Tender jumbo pasta shells filled with creamy ricotta and spinach, baked in marinara sauce and melted cheese.
Prep Time 25 minutes
Cook Time 40 minutes
Total Time 1 hour 5 minutes
Servings: 4 servings
Course: Dessert, Snack
Cuisine: American, Autumn
Calories: 390

Ingredients
  

Shells and Filling
  • 20 jumbo pasta shells
  • 2 cups ricotta cheese whole milk
  • 2 cups fresh spinach chopped
  • 1 cup mozzarella cheese shredded
  • 0.5 cup Parmesan cheese grated
  • 1 egg large
  • 2 cups marinara sauce

Equipment

  • Mixing bowls
  • Baking dish
  • Large pot
  • Skillet

Method
 

  1. Preheat oven to 375°F (190°C) and grease a baking dish.
  2. Cook pasta shells until al dente. Drain and cool.
  3. Sauté spinach with garlic until wilted.
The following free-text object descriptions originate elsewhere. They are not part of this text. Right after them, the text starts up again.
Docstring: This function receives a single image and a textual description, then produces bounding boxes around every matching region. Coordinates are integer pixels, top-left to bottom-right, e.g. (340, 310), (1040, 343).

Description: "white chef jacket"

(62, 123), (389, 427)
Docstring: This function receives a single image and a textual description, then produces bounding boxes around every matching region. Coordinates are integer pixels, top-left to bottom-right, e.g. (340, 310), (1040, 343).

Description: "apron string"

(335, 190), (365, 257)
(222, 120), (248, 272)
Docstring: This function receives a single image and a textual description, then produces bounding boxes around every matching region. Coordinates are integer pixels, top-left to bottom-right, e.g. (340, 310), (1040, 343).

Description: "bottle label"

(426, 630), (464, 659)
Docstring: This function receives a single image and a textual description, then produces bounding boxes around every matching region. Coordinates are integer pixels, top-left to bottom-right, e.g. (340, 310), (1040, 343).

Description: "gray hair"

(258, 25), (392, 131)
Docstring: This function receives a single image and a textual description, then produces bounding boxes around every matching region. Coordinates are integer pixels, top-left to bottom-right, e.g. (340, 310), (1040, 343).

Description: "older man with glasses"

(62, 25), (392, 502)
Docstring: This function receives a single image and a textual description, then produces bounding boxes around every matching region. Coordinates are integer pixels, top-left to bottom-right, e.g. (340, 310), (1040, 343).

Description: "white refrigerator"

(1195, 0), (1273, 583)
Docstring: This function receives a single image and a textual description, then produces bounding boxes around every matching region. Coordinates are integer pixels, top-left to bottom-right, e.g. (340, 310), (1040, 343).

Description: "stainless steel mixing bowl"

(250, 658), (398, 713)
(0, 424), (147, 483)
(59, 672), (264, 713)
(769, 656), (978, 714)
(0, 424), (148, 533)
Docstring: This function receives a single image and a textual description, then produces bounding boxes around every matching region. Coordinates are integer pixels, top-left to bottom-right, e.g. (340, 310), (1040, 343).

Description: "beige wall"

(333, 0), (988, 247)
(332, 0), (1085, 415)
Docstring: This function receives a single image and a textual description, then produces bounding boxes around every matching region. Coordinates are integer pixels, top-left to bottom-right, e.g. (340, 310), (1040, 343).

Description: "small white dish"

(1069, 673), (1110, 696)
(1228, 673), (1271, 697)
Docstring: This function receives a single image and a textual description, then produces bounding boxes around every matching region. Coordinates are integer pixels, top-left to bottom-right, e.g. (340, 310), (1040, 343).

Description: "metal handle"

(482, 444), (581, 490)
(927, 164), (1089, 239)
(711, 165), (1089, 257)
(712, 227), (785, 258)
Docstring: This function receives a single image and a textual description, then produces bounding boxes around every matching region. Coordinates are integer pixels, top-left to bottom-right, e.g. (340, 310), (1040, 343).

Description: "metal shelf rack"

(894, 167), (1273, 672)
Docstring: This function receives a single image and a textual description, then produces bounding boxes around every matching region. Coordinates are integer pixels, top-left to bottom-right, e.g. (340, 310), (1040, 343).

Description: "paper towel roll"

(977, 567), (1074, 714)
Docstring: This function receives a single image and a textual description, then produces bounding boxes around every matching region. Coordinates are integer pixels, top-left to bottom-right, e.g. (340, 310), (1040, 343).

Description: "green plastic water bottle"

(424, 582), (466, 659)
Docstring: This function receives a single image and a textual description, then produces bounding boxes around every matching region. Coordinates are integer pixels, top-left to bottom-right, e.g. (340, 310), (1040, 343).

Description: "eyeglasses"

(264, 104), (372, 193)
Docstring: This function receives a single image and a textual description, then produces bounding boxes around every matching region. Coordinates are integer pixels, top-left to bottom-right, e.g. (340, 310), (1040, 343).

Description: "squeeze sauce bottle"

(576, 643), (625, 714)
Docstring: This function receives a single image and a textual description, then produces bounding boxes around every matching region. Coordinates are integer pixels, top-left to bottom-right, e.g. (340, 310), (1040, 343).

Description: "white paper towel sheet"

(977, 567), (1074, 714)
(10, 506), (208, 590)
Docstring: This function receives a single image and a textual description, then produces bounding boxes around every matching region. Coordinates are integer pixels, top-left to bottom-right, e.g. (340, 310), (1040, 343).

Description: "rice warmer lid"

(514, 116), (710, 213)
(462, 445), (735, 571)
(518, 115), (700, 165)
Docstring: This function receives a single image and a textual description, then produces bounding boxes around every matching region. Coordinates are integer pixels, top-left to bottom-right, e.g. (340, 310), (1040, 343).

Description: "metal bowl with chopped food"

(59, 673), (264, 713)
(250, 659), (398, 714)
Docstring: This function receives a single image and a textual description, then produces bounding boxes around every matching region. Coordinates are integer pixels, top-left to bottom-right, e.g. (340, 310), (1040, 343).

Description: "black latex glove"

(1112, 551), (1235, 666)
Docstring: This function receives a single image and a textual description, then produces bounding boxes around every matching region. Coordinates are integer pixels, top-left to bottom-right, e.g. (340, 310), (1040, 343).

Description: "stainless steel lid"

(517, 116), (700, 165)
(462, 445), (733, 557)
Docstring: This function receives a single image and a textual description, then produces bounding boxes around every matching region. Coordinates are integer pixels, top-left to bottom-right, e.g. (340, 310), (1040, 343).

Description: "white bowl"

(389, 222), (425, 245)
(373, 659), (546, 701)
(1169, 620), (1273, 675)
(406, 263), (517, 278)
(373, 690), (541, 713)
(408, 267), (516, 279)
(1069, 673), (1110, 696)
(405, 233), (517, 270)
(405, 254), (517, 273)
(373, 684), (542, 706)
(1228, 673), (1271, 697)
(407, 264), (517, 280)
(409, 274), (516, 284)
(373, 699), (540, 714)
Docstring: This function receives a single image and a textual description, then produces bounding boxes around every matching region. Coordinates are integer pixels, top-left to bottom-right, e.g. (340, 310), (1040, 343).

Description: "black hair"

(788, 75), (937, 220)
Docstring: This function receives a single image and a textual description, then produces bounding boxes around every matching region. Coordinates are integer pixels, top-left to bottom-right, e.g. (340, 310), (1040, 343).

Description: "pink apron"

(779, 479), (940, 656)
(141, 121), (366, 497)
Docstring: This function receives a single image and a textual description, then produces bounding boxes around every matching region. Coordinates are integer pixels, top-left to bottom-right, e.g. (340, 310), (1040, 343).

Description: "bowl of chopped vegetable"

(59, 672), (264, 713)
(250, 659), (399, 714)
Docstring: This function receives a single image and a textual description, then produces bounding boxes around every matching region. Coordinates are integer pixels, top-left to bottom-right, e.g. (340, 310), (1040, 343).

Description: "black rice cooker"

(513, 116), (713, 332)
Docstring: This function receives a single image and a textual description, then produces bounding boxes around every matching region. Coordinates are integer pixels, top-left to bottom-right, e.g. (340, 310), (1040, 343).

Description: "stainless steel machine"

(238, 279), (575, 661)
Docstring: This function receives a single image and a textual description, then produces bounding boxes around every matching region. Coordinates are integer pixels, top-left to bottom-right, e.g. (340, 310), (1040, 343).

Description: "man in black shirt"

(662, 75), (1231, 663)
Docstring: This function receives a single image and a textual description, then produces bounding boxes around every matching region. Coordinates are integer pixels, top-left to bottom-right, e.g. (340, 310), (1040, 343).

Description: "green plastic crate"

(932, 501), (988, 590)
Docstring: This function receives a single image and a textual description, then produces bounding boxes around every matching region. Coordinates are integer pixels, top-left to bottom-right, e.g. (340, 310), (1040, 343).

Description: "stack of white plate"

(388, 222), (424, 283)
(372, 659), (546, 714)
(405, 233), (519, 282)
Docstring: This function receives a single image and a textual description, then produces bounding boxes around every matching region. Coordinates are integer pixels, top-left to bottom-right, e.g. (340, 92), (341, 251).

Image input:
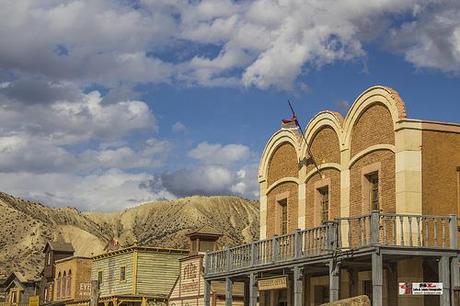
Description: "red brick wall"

(350, 104), (395, 158)
(267, 143), (298, 186)
(422, 130), (460, 216)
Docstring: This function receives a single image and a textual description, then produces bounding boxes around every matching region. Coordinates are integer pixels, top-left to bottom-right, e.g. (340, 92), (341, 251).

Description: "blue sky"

(0, 0), (459, 211)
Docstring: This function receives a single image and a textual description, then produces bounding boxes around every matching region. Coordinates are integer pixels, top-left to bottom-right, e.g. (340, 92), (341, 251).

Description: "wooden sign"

(28, 296), (39, 306)
(258, 276), (288, 291)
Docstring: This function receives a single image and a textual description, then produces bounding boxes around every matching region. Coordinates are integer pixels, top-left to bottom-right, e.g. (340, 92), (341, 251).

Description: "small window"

(318, 186), (329, 223)
(47, 253), (51, 265)
(367, 172), (379, 211)
(120, 266), (126, 281)
(97, 271), (103, 289)
(278, 199), (288, 235)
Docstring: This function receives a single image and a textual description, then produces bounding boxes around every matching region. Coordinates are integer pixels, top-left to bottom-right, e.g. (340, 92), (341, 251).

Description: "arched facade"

(258, 86), (413, 238)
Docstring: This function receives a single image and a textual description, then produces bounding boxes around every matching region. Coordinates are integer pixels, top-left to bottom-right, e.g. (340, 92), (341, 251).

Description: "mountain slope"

(0, 193), (259, 279)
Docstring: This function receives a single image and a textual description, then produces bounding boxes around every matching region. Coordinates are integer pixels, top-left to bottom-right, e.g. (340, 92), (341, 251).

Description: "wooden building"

(203, 86), (460, 306)
(1, 272), (38, 306)
(168, 228), (245, 306)
(91, 245), (189, 306)
(51, 256), (92, 306)
(39, 241), (75, 304)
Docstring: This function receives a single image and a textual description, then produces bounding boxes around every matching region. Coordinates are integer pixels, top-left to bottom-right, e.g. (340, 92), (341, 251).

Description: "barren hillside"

(0, 193), (259, 280)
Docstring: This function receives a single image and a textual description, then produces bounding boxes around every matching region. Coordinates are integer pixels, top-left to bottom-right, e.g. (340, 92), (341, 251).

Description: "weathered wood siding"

(136, 251), (184, 296)
(91, 253), (133, 297)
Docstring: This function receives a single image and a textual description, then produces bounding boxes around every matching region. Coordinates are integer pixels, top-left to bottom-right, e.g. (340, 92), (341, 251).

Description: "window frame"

(120, 266), (126, 282)
(278, 198), (288, 235)
(366, 172), (379, 212)
(318, 186), (330, 224)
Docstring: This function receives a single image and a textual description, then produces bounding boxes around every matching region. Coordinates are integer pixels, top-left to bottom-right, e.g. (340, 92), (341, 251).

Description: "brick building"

(52, 256), (92, 306)
(203, 86), (460, 306)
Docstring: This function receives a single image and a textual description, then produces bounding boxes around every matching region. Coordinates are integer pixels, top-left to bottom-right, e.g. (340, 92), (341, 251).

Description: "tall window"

(67, 270), (71, 297)
(120, 267), (126, 281)
(62, 271), (66, 298)
(97, 271), (103, 289)
(278, 199), (288, 235)
(47, 253), (51, 265)
(367, 172), (379, 211)
(57, 272), (61, 298)
(318, 187), (329, 224)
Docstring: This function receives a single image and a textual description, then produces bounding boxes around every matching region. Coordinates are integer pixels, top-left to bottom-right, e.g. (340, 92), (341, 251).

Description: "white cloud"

(387, 1), (460, 72)
(0, 169), (175, 211)
(188, 142), (251, 165)
(2, 0), (452, 90)
(0, 89), (156, 144)
(172, 121), (188, 134)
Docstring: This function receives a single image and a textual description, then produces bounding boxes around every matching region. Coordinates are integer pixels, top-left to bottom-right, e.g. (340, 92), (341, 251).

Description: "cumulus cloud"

(0, 170), (175, 211)
(172, 121), (188, 134)
(188, 142), (251, 165)
(2, 0), (455, 90)
(386, 1), (460, 72)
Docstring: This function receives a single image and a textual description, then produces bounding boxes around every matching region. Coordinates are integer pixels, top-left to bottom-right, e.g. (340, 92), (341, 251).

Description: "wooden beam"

(439, 256), (451, 306)
(293, 266), (303, 306)
(372, 252), (383, 306)
(329, 260), (339, 302)
(249, 273), (258, 306)
(225, 277), (233, 306)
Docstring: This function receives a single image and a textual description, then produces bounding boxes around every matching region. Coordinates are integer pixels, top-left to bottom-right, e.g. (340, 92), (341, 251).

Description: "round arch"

(343, 86), (407, 149)
(300, 111), (344, 159)
(258, 129), (301, 183)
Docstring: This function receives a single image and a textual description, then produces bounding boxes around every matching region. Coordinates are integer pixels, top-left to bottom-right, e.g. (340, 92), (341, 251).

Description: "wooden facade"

(91, 246), (189, 306)
(39, 241), (75, 305)
(1, 272), (38, 306)
(169, 254), (245, 306)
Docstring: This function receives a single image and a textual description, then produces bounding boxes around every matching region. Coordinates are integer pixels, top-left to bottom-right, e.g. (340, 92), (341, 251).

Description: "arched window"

(57, 272), (61, 298)
(67, 270), (72, 297)
(62, 271), (66, 299)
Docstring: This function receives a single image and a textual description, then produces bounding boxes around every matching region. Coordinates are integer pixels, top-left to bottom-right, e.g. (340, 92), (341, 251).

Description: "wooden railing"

(205, 212), (458, 276)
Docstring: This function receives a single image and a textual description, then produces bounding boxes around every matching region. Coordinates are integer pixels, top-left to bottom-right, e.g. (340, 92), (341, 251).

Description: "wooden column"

(90, 280), (99, 306)
(244, 279), (250, 306)
(293, 266), (303, 306)
(204, 279), (211, 306)
(372, 252), (383, 306)
(329, 260), (339, 302)
(249, 273), (258, 306)
(451, 256), (459, 305)
(225, 277), (233, 306)
(439, 256), (451, 306)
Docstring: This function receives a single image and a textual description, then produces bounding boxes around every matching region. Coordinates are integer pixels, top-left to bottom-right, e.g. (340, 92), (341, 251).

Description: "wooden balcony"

(205, 212), (458, 277)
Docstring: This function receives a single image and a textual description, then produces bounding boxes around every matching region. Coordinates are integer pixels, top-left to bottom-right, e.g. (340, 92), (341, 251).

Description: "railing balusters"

(424, 218), (429, 247)
(433, 218), (438, 247)
(441, 218), (446, 248)
(417, 217), (421, 247)
(399, 216), (404, 246)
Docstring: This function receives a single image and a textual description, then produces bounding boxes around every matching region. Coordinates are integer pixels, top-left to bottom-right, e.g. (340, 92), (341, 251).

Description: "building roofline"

(55, 256), (92, 264)
(92, 245), (189, 260)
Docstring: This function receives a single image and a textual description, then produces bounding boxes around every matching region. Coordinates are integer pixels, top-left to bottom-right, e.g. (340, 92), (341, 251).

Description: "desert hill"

(0, 192), (259, 280)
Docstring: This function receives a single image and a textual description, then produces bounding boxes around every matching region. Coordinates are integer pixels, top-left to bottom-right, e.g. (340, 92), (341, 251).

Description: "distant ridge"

(0, 192), (259, 279)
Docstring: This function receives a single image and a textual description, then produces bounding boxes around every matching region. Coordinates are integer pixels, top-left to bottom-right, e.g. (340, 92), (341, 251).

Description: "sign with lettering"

(399, 282), (443, 295)
(258, 276), (288, 291)
(29, 295), (39, 306)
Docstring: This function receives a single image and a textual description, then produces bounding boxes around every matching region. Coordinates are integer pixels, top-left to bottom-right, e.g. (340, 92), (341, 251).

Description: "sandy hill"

(0, 192), (259, 279)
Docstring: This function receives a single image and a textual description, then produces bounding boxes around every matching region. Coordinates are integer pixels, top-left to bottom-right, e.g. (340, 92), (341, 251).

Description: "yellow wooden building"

(91, 245), (188, 306)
Cool slightly.
  4. Mix ricotta, egg, cheeses, seasoning, and spinach.
  5. Fill shells and arrange over marinara sauce in dish.
  6. Top with remaining sauce and mozzarella.
  7. Bake covered for 25 minutes, uncover and bake 15 more minutes.

Notes

Great make-ahead meal and freezer-friendly.